The province defended its record on health care this week after opposition parties demanded an emergency debate on the ‘health care crisis’.

MLAs also held an emergency debate on health care Monday following allegations doctors have been intimidated and forced out of their jobs for speaking out.

But Premier Ed Stelmach pointed out that with the recent provincial budget, billions were set aside for health care.

“Our Action Plan for Health makes Alberta the only province to provide the health care system with stable funding for the next five years – including a six per cent increase this year alone,” he said. He also noted that questioning management of the system is, however, fair.

“What is not fair is using our health system as a political football,” he said.

“In recent weeks the entire health system – and not just the government – has faced one spurious allegation after another: physicians accepting hush money, corporate fraud, or health service providers conducting their own internal witch hunts.”

Last week, opposition party leaders and independent MLA Dr. Raj Sherman, who was expected to announce he was joining the Liberals Tuesday as of press time, held a news conference demanding the government launch an inquiry to investigate whether or not health care staff were subject to intimidation or discipline to prevent them from speaking about issues affecting delivery of health care.

Alberta Liberal leader David Swann said the province had nothing to lose and “everything to gain” by holding a public inquiry.

“It’s a perfect opportunity to clear the air, refute once and for all any allegations of wrongdoing, and most importantly, give health care professionals a chance to testify without fear about where the problems in health care lie – and how to solve them.”

On Tuesday, Wildrose House Leader Rob Anderson also submitted a motion for an emergency debate in the Legislature on having Stelmach call for an inquiry into allegations the government has intimidated professionals against speaking out about deficiencies in the system.

“We know there are several doctors and other health professionals that are willing to come forward under the protection of a full and independent public inquiry to tell their side of the story,” Anderson said.

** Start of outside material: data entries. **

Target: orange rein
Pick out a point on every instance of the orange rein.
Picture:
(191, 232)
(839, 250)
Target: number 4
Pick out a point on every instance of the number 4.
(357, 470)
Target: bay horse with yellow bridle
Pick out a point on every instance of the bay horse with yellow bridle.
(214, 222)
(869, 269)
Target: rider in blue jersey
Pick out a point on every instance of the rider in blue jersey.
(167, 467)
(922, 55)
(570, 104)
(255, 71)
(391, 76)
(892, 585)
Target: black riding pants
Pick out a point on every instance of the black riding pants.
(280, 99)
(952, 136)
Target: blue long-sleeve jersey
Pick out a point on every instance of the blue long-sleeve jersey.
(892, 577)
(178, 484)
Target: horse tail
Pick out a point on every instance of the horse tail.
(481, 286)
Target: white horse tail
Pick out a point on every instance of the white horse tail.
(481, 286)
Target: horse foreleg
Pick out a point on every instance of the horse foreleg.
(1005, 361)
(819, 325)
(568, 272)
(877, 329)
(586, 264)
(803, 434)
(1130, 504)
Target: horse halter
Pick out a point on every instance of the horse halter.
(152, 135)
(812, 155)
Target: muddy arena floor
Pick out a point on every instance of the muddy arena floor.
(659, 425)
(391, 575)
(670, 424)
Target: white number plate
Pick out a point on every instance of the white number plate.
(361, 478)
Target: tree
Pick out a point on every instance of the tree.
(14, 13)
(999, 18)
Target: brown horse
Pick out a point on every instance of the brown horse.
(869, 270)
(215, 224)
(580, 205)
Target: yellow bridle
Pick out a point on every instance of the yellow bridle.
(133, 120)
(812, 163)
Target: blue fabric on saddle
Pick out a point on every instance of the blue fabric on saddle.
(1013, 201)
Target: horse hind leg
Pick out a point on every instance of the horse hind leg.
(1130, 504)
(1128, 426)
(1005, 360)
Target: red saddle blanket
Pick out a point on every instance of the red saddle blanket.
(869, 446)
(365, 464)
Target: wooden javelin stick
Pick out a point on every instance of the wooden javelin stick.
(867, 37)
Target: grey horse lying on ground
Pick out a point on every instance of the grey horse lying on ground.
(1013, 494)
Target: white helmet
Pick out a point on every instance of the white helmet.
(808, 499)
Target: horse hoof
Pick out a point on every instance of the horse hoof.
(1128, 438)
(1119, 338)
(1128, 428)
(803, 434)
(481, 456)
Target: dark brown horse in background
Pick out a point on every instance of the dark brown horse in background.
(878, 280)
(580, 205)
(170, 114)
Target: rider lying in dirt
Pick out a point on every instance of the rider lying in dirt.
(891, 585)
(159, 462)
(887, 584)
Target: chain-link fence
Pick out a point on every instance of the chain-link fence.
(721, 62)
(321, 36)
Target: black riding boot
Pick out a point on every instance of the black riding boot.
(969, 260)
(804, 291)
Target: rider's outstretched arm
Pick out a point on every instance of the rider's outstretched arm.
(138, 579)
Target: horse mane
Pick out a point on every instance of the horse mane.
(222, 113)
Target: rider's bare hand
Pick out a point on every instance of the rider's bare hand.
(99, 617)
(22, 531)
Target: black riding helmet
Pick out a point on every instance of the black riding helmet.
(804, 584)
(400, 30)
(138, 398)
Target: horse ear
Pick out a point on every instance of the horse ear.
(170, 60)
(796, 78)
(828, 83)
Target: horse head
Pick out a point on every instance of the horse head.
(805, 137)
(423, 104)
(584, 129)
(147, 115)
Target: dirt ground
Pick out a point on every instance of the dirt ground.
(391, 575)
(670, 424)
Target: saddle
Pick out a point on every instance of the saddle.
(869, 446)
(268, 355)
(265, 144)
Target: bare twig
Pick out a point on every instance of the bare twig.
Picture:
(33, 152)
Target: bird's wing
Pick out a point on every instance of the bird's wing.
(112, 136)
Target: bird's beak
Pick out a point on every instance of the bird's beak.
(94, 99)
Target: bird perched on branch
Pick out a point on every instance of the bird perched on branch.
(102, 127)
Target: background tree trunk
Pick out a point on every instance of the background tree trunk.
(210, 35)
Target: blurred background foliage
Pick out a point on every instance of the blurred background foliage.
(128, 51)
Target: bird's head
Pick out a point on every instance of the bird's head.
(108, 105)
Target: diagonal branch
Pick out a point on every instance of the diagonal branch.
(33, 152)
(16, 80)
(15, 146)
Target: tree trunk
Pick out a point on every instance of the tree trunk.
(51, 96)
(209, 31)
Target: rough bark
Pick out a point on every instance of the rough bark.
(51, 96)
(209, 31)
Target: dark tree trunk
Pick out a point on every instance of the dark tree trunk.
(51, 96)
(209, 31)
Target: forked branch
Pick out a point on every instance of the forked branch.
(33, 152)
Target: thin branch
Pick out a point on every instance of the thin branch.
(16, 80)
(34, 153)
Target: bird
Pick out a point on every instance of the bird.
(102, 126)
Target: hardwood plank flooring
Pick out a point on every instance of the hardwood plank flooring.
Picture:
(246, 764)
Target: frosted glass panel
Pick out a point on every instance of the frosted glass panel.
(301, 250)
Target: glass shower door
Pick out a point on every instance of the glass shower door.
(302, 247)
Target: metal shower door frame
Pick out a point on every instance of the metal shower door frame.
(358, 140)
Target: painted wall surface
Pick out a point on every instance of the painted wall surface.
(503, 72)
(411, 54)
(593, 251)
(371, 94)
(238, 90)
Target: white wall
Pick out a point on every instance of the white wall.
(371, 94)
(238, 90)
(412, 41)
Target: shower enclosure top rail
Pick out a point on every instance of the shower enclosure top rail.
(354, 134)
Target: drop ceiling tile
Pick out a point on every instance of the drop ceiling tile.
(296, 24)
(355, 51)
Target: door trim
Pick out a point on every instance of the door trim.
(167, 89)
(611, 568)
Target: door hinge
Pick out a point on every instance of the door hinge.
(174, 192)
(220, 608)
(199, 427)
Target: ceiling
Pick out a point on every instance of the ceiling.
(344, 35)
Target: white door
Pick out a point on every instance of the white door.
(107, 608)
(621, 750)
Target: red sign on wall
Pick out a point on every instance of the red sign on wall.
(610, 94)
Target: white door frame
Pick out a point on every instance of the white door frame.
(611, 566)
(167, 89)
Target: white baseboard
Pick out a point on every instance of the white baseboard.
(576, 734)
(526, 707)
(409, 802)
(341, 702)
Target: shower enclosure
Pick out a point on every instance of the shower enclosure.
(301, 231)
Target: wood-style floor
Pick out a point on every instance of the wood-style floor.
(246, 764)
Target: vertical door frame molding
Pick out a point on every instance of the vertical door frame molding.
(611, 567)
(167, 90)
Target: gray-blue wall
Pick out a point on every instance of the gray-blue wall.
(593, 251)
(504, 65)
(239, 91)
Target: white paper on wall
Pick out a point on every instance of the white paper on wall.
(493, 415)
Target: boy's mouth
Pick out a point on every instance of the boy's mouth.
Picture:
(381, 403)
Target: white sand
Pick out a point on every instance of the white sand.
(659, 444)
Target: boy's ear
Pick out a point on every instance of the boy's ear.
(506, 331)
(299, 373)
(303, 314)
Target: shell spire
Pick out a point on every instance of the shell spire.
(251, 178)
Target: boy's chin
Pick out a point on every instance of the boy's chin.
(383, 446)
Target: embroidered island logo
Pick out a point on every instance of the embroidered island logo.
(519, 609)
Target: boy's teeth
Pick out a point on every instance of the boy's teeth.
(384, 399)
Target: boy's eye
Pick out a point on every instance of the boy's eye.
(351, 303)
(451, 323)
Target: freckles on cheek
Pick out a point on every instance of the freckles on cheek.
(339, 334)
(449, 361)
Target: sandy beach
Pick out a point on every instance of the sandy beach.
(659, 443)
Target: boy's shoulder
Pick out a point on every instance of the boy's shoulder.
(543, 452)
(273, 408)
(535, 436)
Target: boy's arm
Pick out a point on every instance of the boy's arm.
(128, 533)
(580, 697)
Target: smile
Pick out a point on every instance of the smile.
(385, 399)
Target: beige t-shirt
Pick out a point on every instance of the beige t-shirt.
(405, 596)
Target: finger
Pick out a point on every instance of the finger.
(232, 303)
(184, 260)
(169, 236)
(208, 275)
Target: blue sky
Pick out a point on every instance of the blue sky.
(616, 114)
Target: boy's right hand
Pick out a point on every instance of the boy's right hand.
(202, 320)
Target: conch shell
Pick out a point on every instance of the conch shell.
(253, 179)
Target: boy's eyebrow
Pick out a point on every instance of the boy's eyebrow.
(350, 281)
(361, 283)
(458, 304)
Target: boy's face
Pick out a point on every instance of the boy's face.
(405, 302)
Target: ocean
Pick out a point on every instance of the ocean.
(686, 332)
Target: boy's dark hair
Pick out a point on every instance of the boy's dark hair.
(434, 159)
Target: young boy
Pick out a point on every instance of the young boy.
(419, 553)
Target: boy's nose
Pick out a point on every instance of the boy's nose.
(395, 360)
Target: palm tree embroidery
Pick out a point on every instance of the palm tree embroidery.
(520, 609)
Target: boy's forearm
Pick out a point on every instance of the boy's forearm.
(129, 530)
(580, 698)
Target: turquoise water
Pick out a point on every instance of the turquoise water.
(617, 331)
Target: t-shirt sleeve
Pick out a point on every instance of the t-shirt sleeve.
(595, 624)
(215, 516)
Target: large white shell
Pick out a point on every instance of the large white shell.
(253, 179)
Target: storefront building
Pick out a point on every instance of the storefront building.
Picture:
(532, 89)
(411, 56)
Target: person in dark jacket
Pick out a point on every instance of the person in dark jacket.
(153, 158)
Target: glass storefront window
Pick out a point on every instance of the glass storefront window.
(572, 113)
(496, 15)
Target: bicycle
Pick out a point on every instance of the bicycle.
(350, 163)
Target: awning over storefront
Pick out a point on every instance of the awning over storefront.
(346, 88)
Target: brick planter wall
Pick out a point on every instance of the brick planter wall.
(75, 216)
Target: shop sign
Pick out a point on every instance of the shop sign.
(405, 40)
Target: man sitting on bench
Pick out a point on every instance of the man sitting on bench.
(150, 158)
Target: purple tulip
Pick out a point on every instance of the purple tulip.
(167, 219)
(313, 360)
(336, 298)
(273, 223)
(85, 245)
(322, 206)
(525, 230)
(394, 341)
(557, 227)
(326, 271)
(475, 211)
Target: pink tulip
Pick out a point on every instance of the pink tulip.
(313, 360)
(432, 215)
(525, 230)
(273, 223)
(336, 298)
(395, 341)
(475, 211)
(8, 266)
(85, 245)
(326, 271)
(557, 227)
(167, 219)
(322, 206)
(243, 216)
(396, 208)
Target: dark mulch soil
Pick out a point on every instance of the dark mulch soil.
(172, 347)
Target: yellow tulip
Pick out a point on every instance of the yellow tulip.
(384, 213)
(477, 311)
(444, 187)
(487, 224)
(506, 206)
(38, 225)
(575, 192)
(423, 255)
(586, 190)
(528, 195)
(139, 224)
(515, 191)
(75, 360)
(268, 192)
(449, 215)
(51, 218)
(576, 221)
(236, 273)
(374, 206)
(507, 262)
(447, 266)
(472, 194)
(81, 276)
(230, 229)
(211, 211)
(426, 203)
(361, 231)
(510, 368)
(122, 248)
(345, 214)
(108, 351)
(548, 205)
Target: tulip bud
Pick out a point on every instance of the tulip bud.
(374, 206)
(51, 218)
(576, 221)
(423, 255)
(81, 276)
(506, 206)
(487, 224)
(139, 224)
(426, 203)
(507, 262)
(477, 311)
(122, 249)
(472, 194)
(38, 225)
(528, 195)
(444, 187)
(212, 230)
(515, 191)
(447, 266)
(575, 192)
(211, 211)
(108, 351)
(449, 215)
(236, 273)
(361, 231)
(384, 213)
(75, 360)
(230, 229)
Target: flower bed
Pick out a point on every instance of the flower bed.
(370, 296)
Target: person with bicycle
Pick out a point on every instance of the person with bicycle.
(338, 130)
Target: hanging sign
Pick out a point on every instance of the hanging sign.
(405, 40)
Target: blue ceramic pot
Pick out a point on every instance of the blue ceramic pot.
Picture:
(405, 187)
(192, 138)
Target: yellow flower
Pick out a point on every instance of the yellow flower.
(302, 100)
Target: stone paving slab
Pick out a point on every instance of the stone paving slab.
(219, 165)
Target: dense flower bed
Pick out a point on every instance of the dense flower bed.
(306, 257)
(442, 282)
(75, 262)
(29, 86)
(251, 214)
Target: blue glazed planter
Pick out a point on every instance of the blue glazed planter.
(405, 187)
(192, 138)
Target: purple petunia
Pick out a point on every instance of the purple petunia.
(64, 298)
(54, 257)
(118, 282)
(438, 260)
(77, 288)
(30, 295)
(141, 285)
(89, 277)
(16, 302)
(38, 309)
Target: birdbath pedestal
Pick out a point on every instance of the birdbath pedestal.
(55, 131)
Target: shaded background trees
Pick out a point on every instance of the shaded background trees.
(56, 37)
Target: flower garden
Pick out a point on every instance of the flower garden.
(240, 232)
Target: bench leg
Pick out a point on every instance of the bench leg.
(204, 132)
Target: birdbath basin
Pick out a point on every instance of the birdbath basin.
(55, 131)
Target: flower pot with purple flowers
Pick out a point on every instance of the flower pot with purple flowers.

Anderson also said the Health Quality Council’s independent investigation into emergency room wait times and cancer care should continue.

“These are separate issues altogether,” Anderson said. “The Health Quality Council absolutely needs to investigate these important public health care matters, but the public inquiry we propose will deal specifically with allegations of doctor intimidation and silencing.”

But in a statement on Tuesday, Stelmach called much of the recent goings-on ‘stunts’ for the cameras.

“If the opposition or anyone else has evidence of irregularity in the accounting of any public body in Alberta, they have a duty to bring it forward – not raise phony questions as a stunt for the cameras,” he said.

“Serious concerns have been raised about emergency services in our province,” he said. “I respect those concerns and the doctors who have raised them. Over the past six months our doctors and other health care professionals have started to turn the situation around.”